Le PQ ne veut pas le pouvoir pour le pouvoir. Madame Marois aussi souhaite ardemment la souveraineté du Québec, mais celle-ci passe inexorablement, du moins en démocratie, par l’obtention du pouvoir. Tout se joue sur cette subtilité. Or, puisque, même dans l’opposition, le pouvoir corrompt - du moins, le goût du pouvoir -, la chef est corrompue. Même si les militants l’ont récemment plébiscité à hauteur de 93% et quelques poussières, Marois a perdu de vue LA CAUSE, de sorte qu’elle doit être impitoyablement déchue. Elle n’aurait plus, selon les purs, l’étoffe sacrée qui font du chef du PQ un SAUVEUR.
Deux axes commandent donc la vie au PQ, un axe profane et un axe sacré; le premier, horizontal, le second, vertical.
D’abord, l’axe profane horizontal est la vertu démocratique, c’est-à-dire la croyance inébranlable que la souveraineté doit se faire démocratiquement, comme René Lévesque l’a si souvent affirmé avec force. En somme, un bon péquiste doit d’abord être un admirable démocrate. Le radicalisme, voire l’autoritarisme de certains touchant LA CAUSE, est condamnable. Il va sans dire que le chef d’un tel parti doit être un modèle au plan de la vertu démocratique.
Le PQ n’est évidemment rien sans son autre axe essentiel, vertical celui-là. C'est l’axe sacré qui l’anime, celui de LA CAUSE : la souveraineté. Nous pénétrons alors dans le sanctuaire du PQ. L’historien des religions Mircea Eliade (Le sacré et le profane) a proposé le terme de « hiérophanie » (du grec hieros, sacré, et phanein, se manifester) pour désigner l’irruption du sacré dans la vie de tous les jours. Les religions s’alimentent d’hiérophanies. Certains partis politiques aussi, dont le PQ. Pour le PQ, l’hiérophanie aura consisté dans l’élection du PQ le 15 novembre 1976. Moment inoubliable et transcendant, s’il en fut.
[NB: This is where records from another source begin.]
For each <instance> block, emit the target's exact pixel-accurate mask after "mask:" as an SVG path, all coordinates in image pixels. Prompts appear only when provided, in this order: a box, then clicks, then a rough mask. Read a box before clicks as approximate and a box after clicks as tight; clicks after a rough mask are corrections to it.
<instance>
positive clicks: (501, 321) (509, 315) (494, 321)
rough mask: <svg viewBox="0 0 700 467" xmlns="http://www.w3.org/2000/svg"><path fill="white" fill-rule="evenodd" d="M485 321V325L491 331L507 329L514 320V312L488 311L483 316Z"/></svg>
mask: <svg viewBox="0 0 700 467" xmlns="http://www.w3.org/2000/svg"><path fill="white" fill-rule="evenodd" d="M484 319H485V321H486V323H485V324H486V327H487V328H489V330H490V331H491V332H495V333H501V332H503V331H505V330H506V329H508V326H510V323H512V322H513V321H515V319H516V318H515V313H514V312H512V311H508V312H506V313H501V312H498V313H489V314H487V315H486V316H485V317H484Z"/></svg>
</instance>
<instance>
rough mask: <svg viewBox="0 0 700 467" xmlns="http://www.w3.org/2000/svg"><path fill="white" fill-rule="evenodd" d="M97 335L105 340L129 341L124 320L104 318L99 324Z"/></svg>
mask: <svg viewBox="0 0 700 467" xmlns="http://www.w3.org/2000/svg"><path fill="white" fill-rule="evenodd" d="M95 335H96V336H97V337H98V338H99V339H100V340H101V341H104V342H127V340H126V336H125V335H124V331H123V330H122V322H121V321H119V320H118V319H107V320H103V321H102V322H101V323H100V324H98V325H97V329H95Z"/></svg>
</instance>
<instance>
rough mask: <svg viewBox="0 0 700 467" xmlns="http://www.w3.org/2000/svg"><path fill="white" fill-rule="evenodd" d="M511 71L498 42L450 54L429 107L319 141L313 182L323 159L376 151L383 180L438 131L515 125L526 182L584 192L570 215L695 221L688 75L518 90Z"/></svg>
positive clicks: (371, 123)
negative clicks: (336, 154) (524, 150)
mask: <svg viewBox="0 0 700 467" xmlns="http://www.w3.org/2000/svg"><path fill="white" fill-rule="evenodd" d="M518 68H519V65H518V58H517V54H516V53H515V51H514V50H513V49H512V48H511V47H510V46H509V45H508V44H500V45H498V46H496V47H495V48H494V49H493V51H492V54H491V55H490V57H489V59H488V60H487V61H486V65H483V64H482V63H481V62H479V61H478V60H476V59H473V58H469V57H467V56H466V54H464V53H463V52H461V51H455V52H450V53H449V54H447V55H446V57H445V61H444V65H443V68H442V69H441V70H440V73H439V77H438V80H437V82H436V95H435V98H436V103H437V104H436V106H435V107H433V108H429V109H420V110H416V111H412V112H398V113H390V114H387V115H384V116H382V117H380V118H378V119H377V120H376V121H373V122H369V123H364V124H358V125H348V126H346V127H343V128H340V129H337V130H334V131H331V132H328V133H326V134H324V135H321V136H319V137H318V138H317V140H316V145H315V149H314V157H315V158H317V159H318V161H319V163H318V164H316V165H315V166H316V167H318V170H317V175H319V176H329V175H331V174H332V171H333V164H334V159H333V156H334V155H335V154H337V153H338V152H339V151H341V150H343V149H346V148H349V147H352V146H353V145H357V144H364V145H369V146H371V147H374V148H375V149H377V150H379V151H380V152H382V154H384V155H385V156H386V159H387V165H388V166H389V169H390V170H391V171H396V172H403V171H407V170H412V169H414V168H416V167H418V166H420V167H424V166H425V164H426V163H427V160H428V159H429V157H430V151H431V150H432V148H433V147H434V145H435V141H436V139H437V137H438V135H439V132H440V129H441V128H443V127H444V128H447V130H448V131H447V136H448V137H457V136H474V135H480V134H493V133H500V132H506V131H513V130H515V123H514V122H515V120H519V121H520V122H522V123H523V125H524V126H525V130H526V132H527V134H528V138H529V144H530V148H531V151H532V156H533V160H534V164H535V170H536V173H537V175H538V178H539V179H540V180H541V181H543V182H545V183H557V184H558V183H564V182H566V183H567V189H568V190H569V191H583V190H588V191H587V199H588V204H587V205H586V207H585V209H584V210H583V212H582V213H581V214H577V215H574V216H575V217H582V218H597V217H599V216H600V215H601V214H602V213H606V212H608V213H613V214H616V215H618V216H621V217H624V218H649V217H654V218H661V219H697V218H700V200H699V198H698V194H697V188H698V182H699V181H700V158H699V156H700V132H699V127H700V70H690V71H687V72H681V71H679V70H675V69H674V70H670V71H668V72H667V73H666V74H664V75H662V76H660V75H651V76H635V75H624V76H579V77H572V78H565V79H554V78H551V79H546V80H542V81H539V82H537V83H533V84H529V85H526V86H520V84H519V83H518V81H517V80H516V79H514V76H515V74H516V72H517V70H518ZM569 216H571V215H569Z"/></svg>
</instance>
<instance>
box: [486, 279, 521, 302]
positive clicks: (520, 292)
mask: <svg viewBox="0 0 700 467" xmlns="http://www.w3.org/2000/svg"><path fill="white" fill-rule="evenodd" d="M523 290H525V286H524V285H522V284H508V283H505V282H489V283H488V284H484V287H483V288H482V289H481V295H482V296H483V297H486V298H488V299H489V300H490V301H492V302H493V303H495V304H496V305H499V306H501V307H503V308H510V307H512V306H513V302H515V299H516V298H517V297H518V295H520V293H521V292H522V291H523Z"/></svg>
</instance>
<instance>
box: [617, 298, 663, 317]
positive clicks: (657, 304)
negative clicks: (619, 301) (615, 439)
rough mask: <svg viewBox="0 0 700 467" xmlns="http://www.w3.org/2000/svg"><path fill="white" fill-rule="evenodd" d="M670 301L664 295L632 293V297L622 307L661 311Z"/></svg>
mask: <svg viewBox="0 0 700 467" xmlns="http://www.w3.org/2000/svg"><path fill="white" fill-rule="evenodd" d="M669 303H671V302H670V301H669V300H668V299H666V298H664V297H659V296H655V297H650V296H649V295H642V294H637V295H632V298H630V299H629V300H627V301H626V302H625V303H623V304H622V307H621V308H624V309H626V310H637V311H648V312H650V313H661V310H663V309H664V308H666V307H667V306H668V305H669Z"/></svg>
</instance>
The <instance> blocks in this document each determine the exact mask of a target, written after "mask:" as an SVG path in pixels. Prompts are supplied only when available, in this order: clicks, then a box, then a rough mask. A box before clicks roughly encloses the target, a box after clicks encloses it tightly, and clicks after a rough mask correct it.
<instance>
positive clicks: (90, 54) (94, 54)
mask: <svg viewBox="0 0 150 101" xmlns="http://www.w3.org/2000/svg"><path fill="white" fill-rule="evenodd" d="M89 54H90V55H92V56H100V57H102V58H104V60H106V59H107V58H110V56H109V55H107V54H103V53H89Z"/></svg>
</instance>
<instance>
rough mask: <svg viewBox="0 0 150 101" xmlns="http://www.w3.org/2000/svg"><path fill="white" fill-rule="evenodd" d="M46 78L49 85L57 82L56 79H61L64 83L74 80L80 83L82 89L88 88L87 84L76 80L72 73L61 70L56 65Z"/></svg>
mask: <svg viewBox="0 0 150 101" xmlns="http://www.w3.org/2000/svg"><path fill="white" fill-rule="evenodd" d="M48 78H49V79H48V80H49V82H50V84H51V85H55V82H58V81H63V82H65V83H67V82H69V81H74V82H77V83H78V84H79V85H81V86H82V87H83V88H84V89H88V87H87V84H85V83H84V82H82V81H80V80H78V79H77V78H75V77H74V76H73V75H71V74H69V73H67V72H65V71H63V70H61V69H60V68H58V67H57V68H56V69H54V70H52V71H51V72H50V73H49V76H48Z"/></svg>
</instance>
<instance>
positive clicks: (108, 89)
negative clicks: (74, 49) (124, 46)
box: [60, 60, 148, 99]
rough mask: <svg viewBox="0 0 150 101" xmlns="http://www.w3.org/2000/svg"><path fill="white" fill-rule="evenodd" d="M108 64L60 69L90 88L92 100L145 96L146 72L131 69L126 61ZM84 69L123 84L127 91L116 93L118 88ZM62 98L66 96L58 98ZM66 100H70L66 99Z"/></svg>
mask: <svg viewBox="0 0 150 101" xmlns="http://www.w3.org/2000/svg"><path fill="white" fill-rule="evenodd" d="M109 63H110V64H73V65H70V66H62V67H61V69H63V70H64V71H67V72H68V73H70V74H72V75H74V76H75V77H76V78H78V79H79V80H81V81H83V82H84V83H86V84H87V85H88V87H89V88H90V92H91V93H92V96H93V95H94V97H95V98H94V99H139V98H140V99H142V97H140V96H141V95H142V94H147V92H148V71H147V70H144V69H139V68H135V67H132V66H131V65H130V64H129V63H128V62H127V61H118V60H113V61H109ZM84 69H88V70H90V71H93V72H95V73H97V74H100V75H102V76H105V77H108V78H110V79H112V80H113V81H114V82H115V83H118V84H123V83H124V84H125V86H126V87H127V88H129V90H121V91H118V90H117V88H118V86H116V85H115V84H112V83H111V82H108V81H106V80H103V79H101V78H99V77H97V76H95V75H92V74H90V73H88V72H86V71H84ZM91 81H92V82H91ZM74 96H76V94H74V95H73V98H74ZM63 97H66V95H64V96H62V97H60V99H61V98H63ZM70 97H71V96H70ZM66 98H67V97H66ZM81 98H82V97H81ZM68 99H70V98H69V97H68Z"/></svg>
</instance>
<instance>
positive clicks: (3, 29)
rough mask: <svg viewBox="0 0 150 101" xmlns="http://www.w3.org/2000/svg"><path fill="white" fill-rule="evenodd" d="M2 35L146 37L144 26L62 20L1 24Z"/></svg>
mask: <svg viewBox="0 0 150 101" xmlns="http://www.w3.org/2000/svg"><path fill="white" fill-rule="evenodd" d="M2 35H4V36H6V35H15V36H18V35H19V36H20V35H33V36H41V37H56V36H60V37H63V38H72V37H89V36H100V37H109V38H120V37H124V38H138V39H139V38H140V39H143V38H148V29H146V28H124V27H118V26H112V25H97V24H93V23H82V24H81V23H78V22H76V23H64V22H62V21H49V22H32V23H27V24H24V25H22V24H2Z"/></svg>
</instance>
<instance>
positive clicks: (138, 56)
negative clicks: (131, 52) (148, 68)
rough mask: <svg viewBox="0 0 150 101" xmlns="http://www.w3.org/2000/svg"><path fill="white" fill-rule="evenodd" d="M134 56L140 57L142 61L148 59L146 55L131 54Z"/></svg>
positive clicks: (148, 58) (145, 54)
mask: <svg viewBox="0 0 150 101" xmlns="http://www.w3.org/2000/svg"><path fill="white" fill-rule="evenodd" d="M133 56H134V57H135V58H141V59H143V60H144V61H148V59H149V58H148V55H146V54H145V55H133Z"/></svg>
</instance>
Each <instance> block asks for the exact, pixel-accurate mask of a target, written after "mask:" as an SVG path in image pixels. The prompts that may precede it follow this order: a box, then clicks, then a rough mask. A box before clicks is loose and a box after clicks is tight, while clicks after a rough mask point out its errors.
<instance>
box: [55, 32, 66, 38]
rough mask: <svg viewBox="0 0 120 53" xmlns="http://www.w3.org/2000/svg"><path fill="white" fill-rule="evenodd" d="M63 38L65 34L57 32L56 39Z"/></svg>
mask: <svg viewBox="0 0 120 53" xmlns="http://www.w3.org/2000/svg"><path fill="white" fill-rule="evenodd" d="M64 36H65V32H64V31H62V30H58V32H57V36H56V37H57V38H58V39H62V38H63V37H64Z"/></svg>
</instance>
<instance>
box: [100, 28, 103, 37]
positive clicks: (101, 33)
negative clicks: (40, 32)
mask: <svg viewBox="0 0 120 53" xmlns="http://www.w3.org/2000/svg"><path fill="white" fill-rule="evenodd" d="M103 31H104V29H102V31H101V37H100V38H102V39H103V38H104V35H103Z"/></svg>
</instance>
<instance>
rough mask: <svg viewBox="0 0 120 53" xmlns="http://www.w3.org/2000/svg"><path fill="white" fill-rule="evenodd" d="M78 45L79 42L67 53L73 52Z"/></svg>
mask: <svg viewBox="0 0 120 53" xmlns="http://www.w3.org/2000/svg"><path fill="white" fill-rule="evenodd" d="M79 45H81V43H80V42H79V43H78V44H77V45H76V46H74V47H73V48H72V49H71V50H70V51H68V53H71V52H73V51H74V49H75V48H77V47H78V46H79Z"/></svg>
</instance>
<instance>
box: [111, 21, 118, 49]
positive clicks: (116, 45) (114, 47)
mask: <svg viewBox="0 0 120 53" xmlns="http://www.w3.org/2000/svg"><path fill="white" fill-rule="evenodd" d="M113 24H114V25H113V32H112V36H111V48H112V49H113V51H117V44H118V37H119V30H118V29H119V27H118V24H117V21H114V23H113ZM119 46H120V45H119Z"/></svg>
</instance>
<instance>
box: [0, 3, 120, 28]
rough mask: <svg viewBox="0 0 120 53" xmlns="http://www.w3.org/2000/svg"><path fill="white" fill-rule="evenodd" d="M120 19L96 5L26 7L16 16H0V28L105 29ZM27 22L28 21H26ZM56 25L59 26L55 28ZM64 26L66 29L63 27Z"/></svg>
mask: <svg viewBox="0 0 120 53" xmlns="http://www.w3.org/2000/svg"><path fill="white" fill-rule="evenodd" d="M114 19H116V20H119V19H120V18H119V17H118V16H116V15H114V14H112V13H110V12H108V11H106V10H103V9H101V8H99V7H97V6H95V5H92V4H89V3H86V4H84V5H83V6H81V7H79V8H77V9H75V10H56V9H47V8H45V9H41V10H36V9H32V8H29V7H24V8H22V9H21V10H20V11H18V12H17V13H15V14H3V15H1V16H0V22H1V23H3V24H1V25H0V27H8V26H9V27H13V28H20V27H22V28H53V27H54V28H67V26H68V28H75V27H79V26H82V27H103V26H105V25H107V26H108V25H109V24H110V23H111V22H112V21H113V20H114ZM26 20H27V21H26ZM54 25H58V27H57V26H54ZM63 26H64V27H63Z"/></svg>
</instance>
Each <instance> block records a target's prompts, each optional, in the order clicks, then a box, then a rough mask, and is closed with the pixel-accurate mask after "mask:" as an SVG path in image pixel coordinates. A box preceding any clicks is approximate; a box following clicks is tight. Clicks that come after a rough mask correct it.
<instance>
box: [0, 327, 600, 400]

Tous les péquistes espèrent et œuvrent ardemment à l’avènement d’un second 15 novembre béni où le peuple québécois accédera enfin à la souveraineté, c’est-à-dire au Royaume des cieux.
Mais l’accession au Royaume des cieux de la souveraineté ne peut se faire que par l’intermédiaire de l’autre axe horizontal, non moins sacré lui aussi, celui de la démocratie. L’axe profane, celle la démocratie, n’est qu’un véhicule certes, mais un véhicule indispensable et inévitable. Pas de souveraineté sans démocratie.
Les purs et durs de LA CAUSE paraissent parfois oubliés l’inéluctable axe horizontal du PQ, rivés comme ils sont à l’axe vertical du sacré. Un dilemme irrésoluble et insoluble semble donc marquer la destinée du PQ, cherchant à concilier l’inconciliable, telle une quadrature du cercle. D’où les crises cycliques, comme celle à laquelle nous assistons actuellement, qui chavirent le parti jadis fondé par son premier sauveur, René Lévesque, et qui font parfois de ce parti la cour du roi Pétaud.